The Quran uses the term ummi to describe Muhammad. The majority of Muslim scholars interpret this word as a reference to an illiterate individual, though some modern scholars instead interpret it as a reference to those who belong to a community without a scripture.[6][7]
According to the famous collector of traditions of Muhammad, Muhammad al-Bukhari (who lived about 250 years after Muhammad), Muhammad's wife Khadija bint Khuwaylid described that the first Quranic revelation occurred when the angel Gabriel visited Muhammad and asked him to recite. Muhammad responded ma ana bīqāre'u, which could be translated into a number of ways: 'I do not read' or 'what am I to read/recite?' or 'I will not read/recite'. Gabriel pressed him "until all the strength went out of me; thereupon he released me and said: 'Read!'" This was repeated three times and upon the third, Gabriel released him and said, "Read in the name of the Sustainer who created humankind from a clot! Read! And your Sustainer is the most Beautiful."[8]:39–41 After this Muhammad continued to have revelations sporadically over a period of twenty-three years, until shortly before his death in 11/632.[8]:45
Muslims believe that Gabriel brought the word of God to Muhammad verbatim, and the Quran was divinely protected from any alteration or change. The Quran emphasizes that Muhammad was required only to receive the sacred text and that he had no authority to change it. It is also believed that God did not make himself known through the revelations; it was his will that was revealed.

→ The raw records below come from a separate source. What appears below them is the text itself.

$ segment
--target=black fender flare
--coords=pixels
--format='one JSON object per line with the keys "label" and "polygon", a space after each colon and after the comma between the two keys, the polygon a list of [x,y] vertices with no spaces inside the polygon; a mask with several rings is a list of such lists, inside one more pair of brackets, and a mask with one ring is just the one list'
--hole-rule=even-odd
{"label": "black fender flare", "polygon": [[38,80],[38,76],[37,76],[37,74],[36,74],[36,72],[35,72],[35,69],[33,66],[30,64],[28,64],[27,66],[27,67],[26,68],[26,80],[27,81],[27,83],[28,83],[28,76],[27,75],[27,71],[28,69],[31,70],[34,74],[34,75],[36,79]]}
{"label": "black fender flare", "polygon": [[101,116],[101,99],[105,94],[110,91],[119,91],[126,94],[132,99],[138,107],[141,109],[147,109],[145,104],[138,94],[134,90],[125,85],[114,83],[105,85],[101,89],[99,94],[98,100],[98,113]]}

According to tradition, Muhammad described the experience of revelation:
"Sometimes it is revealed like the ringing of a bell. This form of inspiration is the hardest of them all and then it passes off after I have grasped what is inspired. Sometimes the Angel comes in the form of a man and talks to me and I grasp whatever he says."[8]:43
At times, it was also reported that the experience was painful for Muhammad. For example, he had been heard saying, "Never once did I receive a revelation without thinking that my soul had been torn away from me."[8]:43
After Muhammad would receive revelations, he would later recite it to his companions, who also memorized it or wrote it down. Before the Quran was commonly available in written form, speaking it from memory prevailed as the mode of teaching it to others. The practice of memorizing the whole Quran is still practised among Muslims. Millions of people have memorized the entire Quran in Arabic. This fact, taken in the context of 7th-century Arabia, was not an extraordinary feat. People of that time had a penchant for recited poetry and had developed their skills in memorization to a remarkable degree. Events and competitions that featured the recitation of elaborate poetry were of great interest.
Non-Muslim people questioned the nature and modes of Muhammad's revelations. The Meccans interpreted the Quranic revelations based on their understanding of 'inspiration'. For them, poetry was closely connected to inspiration from a higher spiritual source. For this reason when Muhammad began preaching and reciting the Quran, the Meccans accused him of being a poet or a "poet possessed".
Due to the fact that the Quran was revealed in disjointed verses and chapters, a point came when it needed to be gathered into a coherent whole text. There are disagreements among both Muslim and non-Muslim scholars as to when the Quran was first compiled. A hadith in Sahih al-Bukhari states that the caliph Abu Bakr commanded Zayd ibn Thabit to compile the written Quran, relying upon both textual fragments and the memories of those who had memorized it.[14][15] Some Shia Muslims believe that Ali ibn Abi Talib was the first to compile the Quran into one written text, a task completed shortly after the death of Muhammad.